Opinion Research Services (ORS) have been commissioned by the city council to carry out a 12-week consultation with landlords, tenants, residents and other stakeholders, beginning on 24 March.

The licensing proposals are part of the city’s ‘10 Point Pledge’ for landlords, and the start, next week, of formal consultation on the issue will mean all 10 pledges have now either been fulfilled or are underway.

The city council launched its 10 Point Pledge in 2012, to build on the positive relationship the council has with many landlords while taking a robust stance against the small minority of poor landlords and provide a level playing field for all.

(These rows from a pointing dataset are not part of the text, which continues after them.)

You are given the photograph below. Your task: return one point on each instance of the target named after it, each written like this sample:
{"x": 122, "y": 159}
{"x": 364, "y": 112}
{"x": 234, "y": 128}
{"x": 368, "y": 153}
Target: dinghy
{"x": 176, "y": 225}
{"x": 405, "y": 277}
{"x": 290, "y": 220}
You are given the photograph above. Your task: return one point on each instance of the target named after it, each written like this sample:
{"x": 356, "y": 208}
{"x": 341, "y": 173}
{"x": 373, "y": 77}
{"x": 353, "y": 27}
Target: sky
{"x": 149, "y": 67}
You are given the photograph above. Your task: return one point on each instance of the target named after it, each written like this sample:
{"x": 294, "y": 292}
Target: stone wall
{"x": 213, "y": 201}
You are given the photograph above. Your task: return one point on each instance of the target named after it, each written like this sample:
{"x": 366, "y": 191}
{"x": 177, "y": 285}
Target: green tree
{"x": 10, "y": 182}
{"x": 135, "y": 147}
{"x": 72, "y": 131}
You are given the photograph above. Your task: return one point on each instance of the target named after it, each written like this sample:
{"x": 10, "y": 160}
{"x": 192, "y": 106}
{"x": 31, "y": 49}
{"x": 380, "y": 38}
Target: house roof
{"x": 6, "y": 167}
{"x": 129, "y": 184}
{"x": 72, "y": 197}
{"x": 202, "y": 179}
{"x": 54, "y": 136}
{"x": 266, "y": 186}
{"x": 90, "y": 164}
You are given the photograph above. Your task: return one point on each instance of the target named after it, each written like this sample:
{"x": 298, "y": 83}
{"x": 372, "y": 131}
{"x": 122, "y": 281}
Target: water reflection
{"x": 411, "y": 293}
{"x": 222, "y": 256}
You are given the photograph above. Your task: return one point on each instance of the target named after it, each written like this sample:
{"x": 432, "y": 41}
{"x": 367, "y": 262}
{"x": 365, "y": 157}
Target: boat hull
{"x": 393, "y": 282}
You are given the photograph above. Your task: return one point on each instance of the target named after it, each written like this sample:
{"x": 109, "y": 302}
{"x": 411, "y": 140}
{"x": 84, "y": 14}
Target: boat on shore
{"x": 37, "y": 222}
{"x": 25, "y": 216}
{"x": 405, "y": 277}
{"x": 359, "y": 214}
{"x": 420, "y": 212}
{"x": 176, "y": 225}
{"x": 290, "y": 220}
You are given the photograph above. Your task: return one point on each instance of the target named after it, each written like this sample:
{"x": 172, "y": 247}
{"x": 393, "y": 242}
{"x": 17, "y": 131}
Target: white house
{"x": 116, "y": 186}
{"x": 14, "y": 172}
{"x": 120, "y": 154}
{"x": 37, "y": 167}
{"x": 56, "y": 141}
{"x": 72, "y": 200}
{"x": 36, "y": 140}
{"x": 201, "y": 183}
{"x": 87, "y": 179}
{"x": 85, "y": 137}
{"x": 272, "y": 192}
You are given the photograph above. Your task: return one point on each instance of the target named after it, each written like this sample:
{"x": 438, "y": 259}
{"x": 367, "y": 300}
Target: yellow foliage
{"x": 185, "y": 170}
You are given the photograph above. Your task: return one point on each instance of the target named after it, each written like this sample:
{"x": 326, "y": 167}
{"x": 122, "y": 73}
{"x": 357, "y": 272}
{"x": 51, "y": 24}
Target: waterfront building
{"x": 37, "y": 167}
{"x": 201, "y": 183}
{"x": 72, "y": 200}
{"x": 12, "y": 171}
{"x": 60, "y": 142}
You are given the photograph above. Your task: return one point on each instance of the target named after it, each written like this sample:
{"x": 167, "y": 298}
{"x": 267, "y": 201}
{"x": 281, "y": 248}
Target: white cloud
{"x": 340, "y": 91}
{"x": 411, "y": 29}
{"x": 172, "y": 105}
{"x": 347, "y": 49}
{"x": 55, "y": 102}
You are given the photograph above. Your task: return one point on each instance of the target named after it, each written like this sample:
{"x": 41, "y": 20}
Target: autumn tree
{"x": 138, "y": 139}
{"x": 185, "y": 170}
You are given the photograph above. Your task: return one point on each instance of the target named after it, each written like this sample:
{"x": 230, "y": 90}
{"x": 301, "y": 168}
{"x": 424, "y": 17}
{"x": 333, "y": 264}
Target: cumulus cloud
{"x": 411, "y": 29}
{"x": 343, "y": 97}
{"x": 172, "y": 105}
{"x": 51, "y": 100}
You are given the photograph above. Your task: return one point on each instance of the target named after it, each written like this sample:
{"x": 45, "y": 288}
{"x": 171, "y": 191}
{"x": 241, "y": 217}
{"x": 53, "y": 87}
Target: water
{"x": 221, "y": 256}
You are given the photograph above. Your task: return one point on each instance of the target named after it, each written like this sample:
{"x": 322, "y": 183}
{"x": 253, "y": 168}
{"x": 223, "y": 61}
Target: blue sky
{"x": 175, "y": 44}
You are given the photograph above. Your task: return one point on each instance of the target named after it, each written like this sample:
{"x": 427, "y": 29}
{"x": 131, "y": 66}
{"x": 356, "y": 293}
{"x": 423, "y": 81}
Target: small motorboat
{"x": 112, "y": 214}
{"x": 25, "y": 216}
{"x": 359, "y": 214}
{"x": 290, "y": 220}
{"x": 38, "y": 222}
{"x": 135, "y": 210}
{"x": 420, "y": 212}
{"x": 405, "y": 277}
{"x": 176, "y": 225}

Cabinet Member for Housing, Councillor Ann O’Byrne, said: “This is a really important issue for our city. We want to ensure that Liverpool has a high standard of private rented properties which tenants can be confident in, and we believe a licensing scheme would play a major role in helping us achieve this.

“This formal consultation period gives all organisations and individuals affected by these proposals the chance to get involved in the discussions and have their say. We will consider all views carefully before we make a final decision.

“It’s great news that we are now in a position where all 10 of our landlords pledges have either been completed or are in motion. It reflects the huge amount of work we are doing to connect with landlords and work with them to drive up standards within our private rented sector.”

Liverpool’s proposals for a citywide licensing scheme would mean that all landlords who privately rent properties in the city would require a licence for each of their rented properties. The council would need to determine that the proposed licence holder is a ‘fit and proper’ person to manage their properties.

The plans aim to drive up standards of tenancy management, isolate poor landlords and make them easier to identify, secure a consistent level of responsible property management, and promote an understanding among residents about what they can reasonably expect from their landlord.

It also aims to help empower tenants – who currently have no way of knowing the quality of their prospective landlord – and help them make informed choices, promote greater confidence in the rental market and help improve demand.

Proposals for the licensing scheme were first considered at the end of 2012, and since then, the city council has been engaging with stakeholders and collating an extensive range of evidence from a number of internal and external sources to produce a comprehensive business case, paving the way to the start of the formal consultation.

If a decision is made to introduce a licensing scheme, it is expected it will come into force in 2015.

Further details of the consultation, and how people can get involved and have their say, will be released in the near future.

The other points in the city’s 10 Point Pledge for landlords are:

• The adoption of a Liverpool Standard for private rented housing in the city, including minimum standards based on the Decent Homes Standard and best practice in the management of tenancies.

• A free, voluntary register for landlords, to encourage better communications with the council.

• The re-launch and promotion of the CLASS accreditation scheme which recognises good landlords, and which has just achieved a major milestone, with the 400th organisation, and 2,000th property, in the city now signed up for the scheme.

• A ‘Know Your Landlord’ service, through which prospective tenants can enquire whether landlords are registered, accredited, or a member of a recognised landlords organisation such as the National Landlords Association.

• A confidential freephone line – 0800 707 6245 – where people can report unregistered or poor quality landlords, triggering an investigation from the city’s enforcement team

• A Rogue Landlords Hit Squad, set up to seek out and investigate poor landlords and take appropriate action.

• A Landlords Advisory Group, comprised of landlords and also lettings and managing agents.

• Incentives for landlords who manage their properties well, including access to renewal funding, and the opportunity to advertise their properties on the city’s on-line Property Pool Plus service.

• Dedicated web pages, publicising the Liverpool Standard, the accreditation scheme and general news items of interest to landlords, tenants and people seeking accommodation.